Heads Up – Newsletter from Hell!

Heads Up – Newsletter from Hell!

January 17, 2012

The snowball is now rolling… We have worked on three promotional designs so far. You should be working to revise and rework in an effort to get your layouts "approved". We have worked with grids in type only designs, worked with supplied imagery of varying quality, and have had to develop a concept driven layout with a "striking" vector graphic in two colors.

The next assignment is to focus on typesetting and working with a grid layout. The device is a newsletter. Specs are: 1-color, no bleed, 2-sided (duplex printed) on 11 x 17 to fold to 8.5 x 11 inch. Make sure when you set up your InDesign document to use 8.5 x 11 document size with 4 facing pages. This is crucial when setting up margins, grids and gutters for the layout. You will print on 11 x 17 paper in spread mode. Confused…? Ask.

The content is bland, so that you have to confront the fact that you will have absolutely no personal interest or initial inspirational, visionary ideas to rely on. This newsletter is informational and promotional to a degree. The original was very poorly designed and butt-ugly. Hopefully, you will do better than what was originally done simply by utilizing good design structure and typesetting skills to organize the content. This is a type only assignment – no graphics or photography to rely upon.

So, let me set this up… slipping into my time machine to a time in Kirksville before there was a four-lane highway. Yes, not that long ago. This device is an informational/promotional newsletter to provide voters in the Kirksville area information concerning the efforts to fund and build the four-lane highway from Macon to Kirksville. Sexy, hum? What I need you to do as my entry-level design staff, is to layout the content you can get from my public/ART321 Viscom II folder (hiway63copy.txt) into an attractive, well-designed newsletter. Simple, right?

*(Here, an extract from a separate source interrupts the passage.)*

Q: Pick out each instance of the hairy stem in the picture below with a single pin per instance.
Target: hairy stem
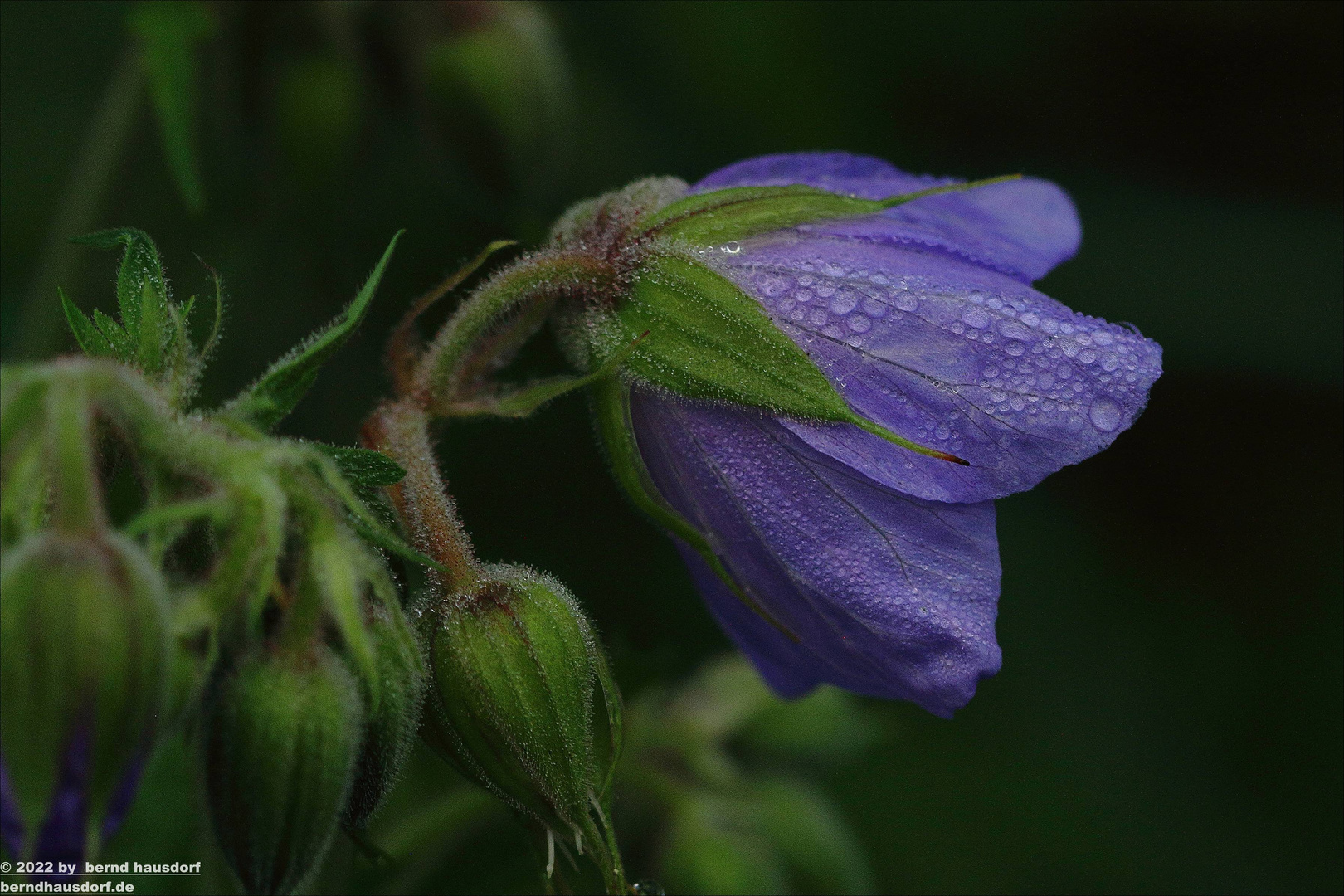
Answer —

There is a lot of content for you to organize and make hierarchial decisions about. It is roughly in the order is was originally used, but feel free to reorder if your design mandates the change. Read the copy and proof carefully for typos… again, I typed it and I only have nine fingers – typos are extremely possible. The typesetting rules of thumb we talked about in class will be helpful or at least totally confuse you.

Budget: 6 hours

Full-size 11 x 17 in, duplexed, laser print proofs due: January 20

So, if you do well on this, we might be able to promote you all to assignments that are more fun. Remember, your job is to design a newsletter, have me as your Art Director look at and approve it with little or no changes. My job as Art Director is to proof and nit-pick all the concept, design, layout and typesetting problems that exist in what you show me. I'm looking for the problems – you are trying not to give me any problems to find. Pay attention to all the little details.